Proposed increase to basic postage rate but with new concession rate stamp30 January 2014
- Australia Post to notify the ACCC of proposed increase in the basic postage rate from 60 to 70 cents.
- Australia Post proposes the introduction of a concession rate stamp to maintain 60 cent postage for 5.7 million eligible Australians until 2017.
- Price increase is set to flow through as additional payments to Licensed Post Office operators, which will help maintain the viability of nationwide Post Office network.
Australia Post will tomorrow lodge a notification with the Australian Competition and Consumer Commission (ACCC) proposing to increase the basic postage rate (BPR) from 60 cents to 70 cents.
Included in the notification is a proposal to introduce a concession rate stamp for eligible Australians to continue to have access to 60 cent postage for standard letters until 2017.

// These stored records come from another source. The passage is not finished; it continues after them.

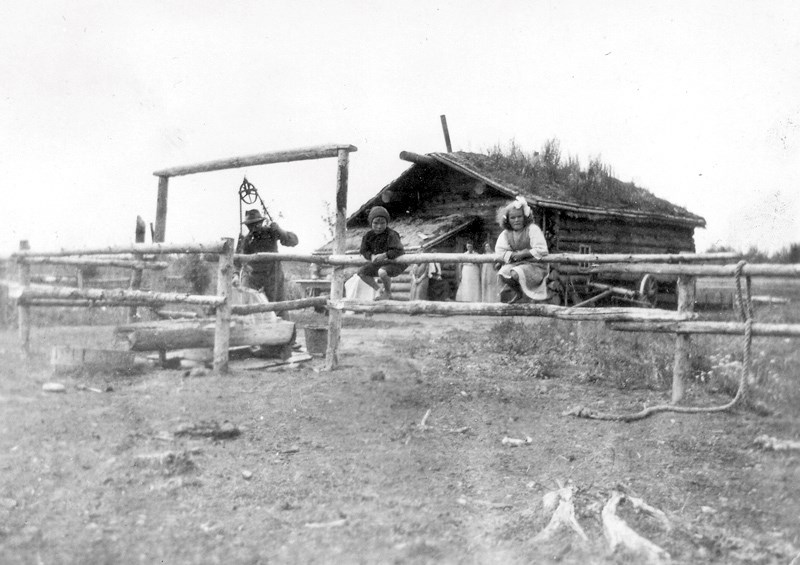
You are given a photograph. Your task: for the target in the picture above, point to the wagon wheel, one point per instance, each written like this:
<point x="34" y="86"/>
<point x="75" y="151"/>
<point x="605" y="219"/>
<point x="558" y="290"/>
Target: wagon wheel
<point x="648" y="290"/>
<point x="247" y="192"/>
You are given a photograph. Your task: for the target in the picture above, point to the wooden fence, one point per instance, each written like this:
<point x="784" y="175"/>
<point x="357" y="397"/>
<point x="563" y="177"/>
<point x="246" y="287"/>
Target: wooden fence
<point x="686" y="267"/>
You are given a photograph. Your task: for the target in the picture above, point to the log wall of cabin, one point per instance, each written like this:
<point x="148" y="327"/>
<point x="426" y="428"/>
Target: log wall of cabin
<point x="569" y="232"/>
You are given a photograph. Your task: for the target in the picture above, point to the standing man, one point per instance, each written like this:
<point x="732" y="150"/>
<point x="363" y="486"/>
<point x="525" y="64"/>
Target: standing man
<point x="264" y="238"/>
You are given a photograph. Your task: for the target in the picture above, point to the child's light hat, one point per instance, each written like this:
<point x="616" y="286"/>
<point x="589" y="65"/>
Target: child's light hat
<point x="378" y="212"/>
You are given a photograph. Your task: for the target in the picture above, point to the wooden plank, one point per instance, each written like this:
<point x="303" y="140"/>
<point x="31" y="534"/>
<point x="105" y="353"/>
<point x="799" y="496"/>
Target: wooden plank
<point x="669" y="263"/>
<point x="86" y="262"/>
<point x="23" y="311"/>
<point x="161" y="209"/>
<point x="214" y="247"/>
<point x="681" y="368"/>
<point x="195" y="334"/>
<point x="758" y="329"/>
<point x="422" y="307"/>
<point x="222" y="332"/>
<point x="339" y="247"/>
<point x="419" y="159"/>
<point x="116" y="296"/>
<point x="305" y="153"/>
<point x="279" y="306"/>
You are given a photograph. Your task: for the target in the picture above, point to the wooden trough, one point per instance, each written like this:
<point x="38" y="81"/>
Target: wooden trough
<point x="66" y="359"/>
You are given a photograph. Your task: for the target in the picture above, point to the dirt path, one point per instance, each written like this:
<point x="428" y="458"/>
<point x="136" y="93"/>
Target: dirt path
<point x="337" y="468"/>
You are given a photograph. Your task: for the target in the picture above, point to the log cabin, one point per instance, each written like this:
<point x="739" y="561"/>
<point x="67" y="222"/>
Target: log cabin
<point x="444" y="200"/>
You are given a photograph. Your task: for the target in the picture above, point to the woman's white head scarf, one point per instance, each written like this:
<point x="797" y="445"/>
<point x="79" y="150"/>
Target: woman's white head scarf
<point x="519" y="203"/>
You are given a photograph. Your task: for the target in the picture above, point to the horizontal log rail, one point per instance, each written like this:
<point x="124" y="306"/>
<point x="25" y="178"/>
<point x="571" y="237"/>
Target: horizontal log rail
<point x="77" y="262"/>
<point x="114" y="296"/>
<point x="418" y="307"/>
<point x="728" y="271"/>
<point x="757" y="329"/>
<point x="283" y="306"/>
<point x="214" y="247"/>
<point x="648" y="260"/>
<point x="301" y="154"/>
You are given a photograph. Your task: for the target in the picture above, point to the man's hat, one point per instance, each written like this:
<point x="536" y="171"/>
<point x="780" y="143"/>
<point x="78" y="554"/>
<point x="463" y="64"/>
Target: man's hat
<point x="253" y="217"/>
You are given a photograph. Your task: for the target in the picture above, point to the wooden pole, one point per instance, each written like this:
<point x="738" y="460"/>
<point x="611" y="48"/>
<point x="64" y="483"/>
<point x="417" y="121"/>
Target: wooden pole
<point x="302" y="154"/>
<point x="620" y="262"/>
<point x="116" y="296"/>
<point x="136" y="275"/>
<point x="280" y="306"/>
<point x="446" y="134"/>
<point x="419" y="159"/>
<point x="23" y="310"/>
<point x="425" y="307"/>
<point x="704" y="327"/>
<point x="339" y="247"/>
<point x="683" y="342"/>
<point x="161" y="209"/>
<point x="222" y="334"/>
<point x="214" y="247"/>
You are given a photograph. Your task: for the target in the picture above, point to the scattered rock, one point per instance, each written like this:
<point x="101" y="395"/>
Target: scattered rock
<point x="170" y="462"/>
<point x="209" y="428"/>
<point x="515" y="442"/>
<point x="197" y="372"/>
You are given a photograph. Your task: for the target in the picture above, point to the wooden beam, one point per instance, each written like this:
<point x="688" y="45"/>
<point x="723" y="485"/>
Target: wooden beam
<point x="681" y="369"/>
<point x="423" y="307"/>
<point x="222" y="333"/>
<point x="302" y="154"/>
<point x="446" y="134"/>
<point x="753" y="270"/>
<point x="23" y="311"/>
<point x="640" y="263"/>
<point x="280" y="306"/>
<point x="116" y="296"/>
<point x="418" y="159"/>
<point x="214" y="247"/>
<point x="339" y="247"/>
<point x="86" y="262"/>
<point x="704" y="327"/>
<point x="194" y="334"/>
<point x="161" y="209"/>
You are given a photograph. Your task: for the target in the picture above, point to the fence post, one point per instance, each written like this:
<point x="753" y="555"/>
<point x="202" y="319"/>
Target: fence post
<point x="136" y="275"/>
<point x="339" y="248"/>
<point x="683" y="342"/>
<point x="222" y="333"/>
<point x="24" y="311"/>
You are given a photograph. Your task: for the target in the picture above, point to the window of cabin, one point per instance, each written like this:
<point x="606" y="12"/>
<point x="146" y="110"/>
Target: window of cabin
<point x="584" y="249"/>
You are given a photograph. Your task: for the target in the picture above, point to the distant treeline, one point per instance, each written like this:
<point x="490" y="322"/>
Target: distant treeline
<point x="788" y="254"/>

Australia Post has only increased the BPR three times over the past 22 years, with the last in 2010. During this period, the price of a basic stamp in Australia has increased by 33 per cent (from 45 cents to 60 cents), whereas CPI has increased in the same period by more than 70 per cent, and most operating costs by over 100 per cent.
"The current stamp price no longer reflects the true cost of delivering each letter and stamp price increases have not kept up with inflation," said Ahmed Fahour, Managing Director & CEO of Australia Post.
"This 10 cent increase will allow us to partially offset the growing losses that we are seeing in our letters business. At 70 cents the Australian domestic stamp will remain among one of the lowest prices in the OECD."
In the face of falling letter volumes, Australia Post made a loss of $218 million in its regulated mail business in the 2012/13 financial year, the domestic mail business losing $147 million. This followed a loss of $114 million in the previous year.
In FY2012/13, letter volumes were down 231 million - or 6.4 per cent - on the previous year. Over the past five years, the volume of domestic letters posted in Australia has declined by around 1 billion items - from 4.6 billion in FY 2007/08 to 3.6 billion in FY12/13. Meanwhile, the size of Australia Post's domestic delivery network has continued to expand in line with the growth of Australia's population - from 10.5 million addresses in June 2008 to 11.2 million addresses in June 2013.
"As more and more Australians communicate and transact online, letter volumes continue to decline at a rapid rate. Today, the average number of letters delivered per letterbox each day is 1.5, down from 2.0 in 2008 and a decrease of 25 per cent. This is a consistent trend all around the world," said Mr Fahour.
"We are always reluctant to increase the price of postage but we know that it's absolutely necessary to maintain essential services and support our critical retail network of more than 4,400 outlets.
"Importantly, this price increase will flow through to all Licensed Post Office operators in the form of increased payments, which will help maintain their viability.
"We are very mindful of the potential cost-of-living impact this increase might have on Australians - particularly pensioners, job-seekers and low-income earners and that's why we're proposing the introduction of the Concession Stamp Rate. The 60 cent rate would be held until 2017, in effect maintaining the stamp price at the same cost for seven years for those 5.7 million eligible Australian customers," added Mr Fahour.
Concession rate stamps will be available to any individual who has a Commonwealth Government concession card. Eligible customers will be required to register for an Australia Post concession card - details on the registration process will follow completion of the ACCC notification process. It's estimated that approximately 5.7 million Australians will be able to access concession rate stamps.
Australia Post is proposing the introduction of the new stamp price from 31 March 2014. Any increase to the BPR will have a flow on effect to the prices of business mail and business customers will be contacted over the coming days with full details of any potential changes.